Tant attendu, tant espéré et surtout appréhendé … le Google doc des vœux de troisième année a enfin été publié. Rien de plus terrifiant que ce petit document partagé, qui, de son inconsistance numérique paraît si frêle, et qui a, malgré tout, le pouvoir de projeter ou d’enterrer un an de vie de l’étranger.

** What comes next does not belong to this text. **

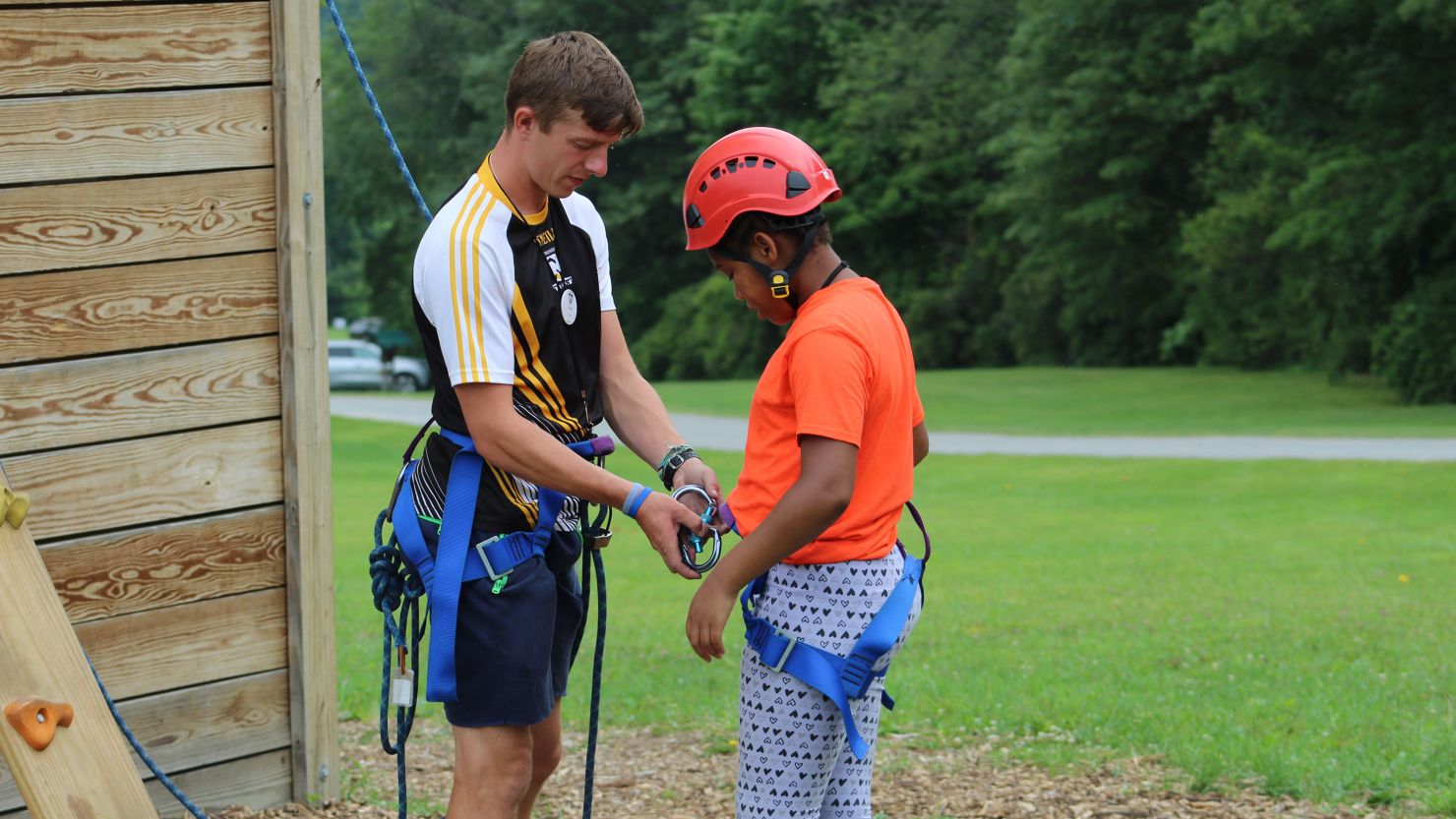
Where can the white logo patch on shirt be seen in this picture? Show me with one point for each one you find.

Mais trêve de self apitoiement, de rancœur et de « j’aurais mieux fait de bosser mon HGP ». Parce qu’il est aussi venu le temps de mettre fin à toutes ces stratégies peu subtiles – et c’est un euphémisme – qui visent à cacher ses véritables vœux afin d’espérer partir dans sa destination de rêve. Car si cette stratégie est d’une part tout à fait inutile, elle se révèle aussi totalement transparente et allant au détriment complet de celui ou celle qui a l’intention de la mettre en place.

Alea Jacta Est

Gardons bien en tête que cette stratégie est vaine. En effet, ce n’est pas en inscrivant ladite destination dans le tableur que d’autres personnes vont se prendre immédiatement d’une passion dévorante pour cette même université. Laissons les possibles asymétries d’information au bénéfice du CAC 40 et faisons preuve, un instant seulement, de réalisme : tout le monde connaît la liste des universités ainsi que leur qualité ou leur accessibilité. Nous ne révélons rien en faisant part de nos choix, et ceux qui ont déjà rempli le document ne sont pas des whistle blowers occupés à avertir le monde de la réalité du terrain.

Un manque aigu de compassion

En n’inscrivant que tchi, nous donnons de faux espoirs à ceux qui se situent en dessous dans le classement. C’est leur faire prendre le risque de passer en commission après tout le monde, et de passer ainsi à côté de destinations qu’ils auraient pu obtenir en évitant cette case là du jeu de l’oie. En bref : nous prenons la responsabilité d’envoyer un de nos confrère à Kehl ou Baden Baden pour un an. Dans l’éventualité où cela nous serait complètement égal, il est nécessaire d’admettre que nos consciences de bons sciencepistes attachés à la réalisation du bien commun ne sauraient tarder à nous rattraper et à occuper la majeure partie de nos nuits, qu’elles se déroulent à Tokyo ou à Leipzig.

Trop de passagers clandestins

Et si laisser un blanc à l’endroit de la réponse semble être une preuve d’originalité, c’est ignorer le fait que d’autres de nos semblables appliquent la même tactique. Ainsi, nous sommes victimes d’un stratagème que nous mettons nous-mêmes en place, et qui a pour conséquence directe l’impossibilité de savoir quelles destinations sont atteignables ou non. Dans cette immense théorie des jeux, nous ne pouvons être personnellement gagnants que si nous sommes les seuls à jouer de cette manière. Et objectivement, c’est se croire bien supérieur que de penser que personne d’autre n’aura la même idée que soi. Un trop grand nombre de passagers clandestins ne peut in fine que faire couler le bateau…

Mauvaises excuses et fausses raisons

Mais peut-être qu’au fond, personne n’essaye de manipuler qui ou quoi que ce soit, et que l’absence – incroyable – de réponses est due à une présence excessive de timidité ou d’inquiétude. « Comment avoir l’audace de marquer St Andrews alors que je suis 156ème ? », te dis-tu probablement. Qu’à cela ne tienne ! Malgré la véhémence de mes Propos (hihi), cette promo reste assez bienveillante et ne te jugera – presque – pas pour ton manque de réalisme. Si c’est la peur de mettre des informations erronées qui te tétanise, sache qu’un changement dans l’ordre de tes vœux peut se faire à tout moment, et que c’est mieux de donner une information tronquée ou changeante que de ne pas donner d’information du tout. Et si c’est l’agenda associatif qui t’a empêché de prendre le temps de compléter le document, c’est que tu as un sens des priorités très peu développé : l’afterwork Horizon peut encore attendre cinq minutes que tu ouvres ce Google Sheets.

L’illusion de l’anonymat

Ô toi qui te pensais caché derrière la neutralité des chiffres et la surface lisse de ton petit PC portable : sache qu’il est très facile de rattacher à chaque numéro de la liste un nom et un prénom. La tâche est difficile pour les nouveaux 2A non intégrés, certes, mais l’accès à la liste des numéros d’anonymat de début 1A permet à tout un chacun de savoir précisément qui ne se plie pas aux règles de la transparence.

To put it in a nutshell

Faisons tous l’effort de remplir ce document du diable. Car, contre toutes les apparences, l’union fait la force (même à Sciences Po).

Et post-scriptum à l’intention du BDE tout puissant : pourriez-vous épingler cette publication dans le groupe 2A ?  Merci.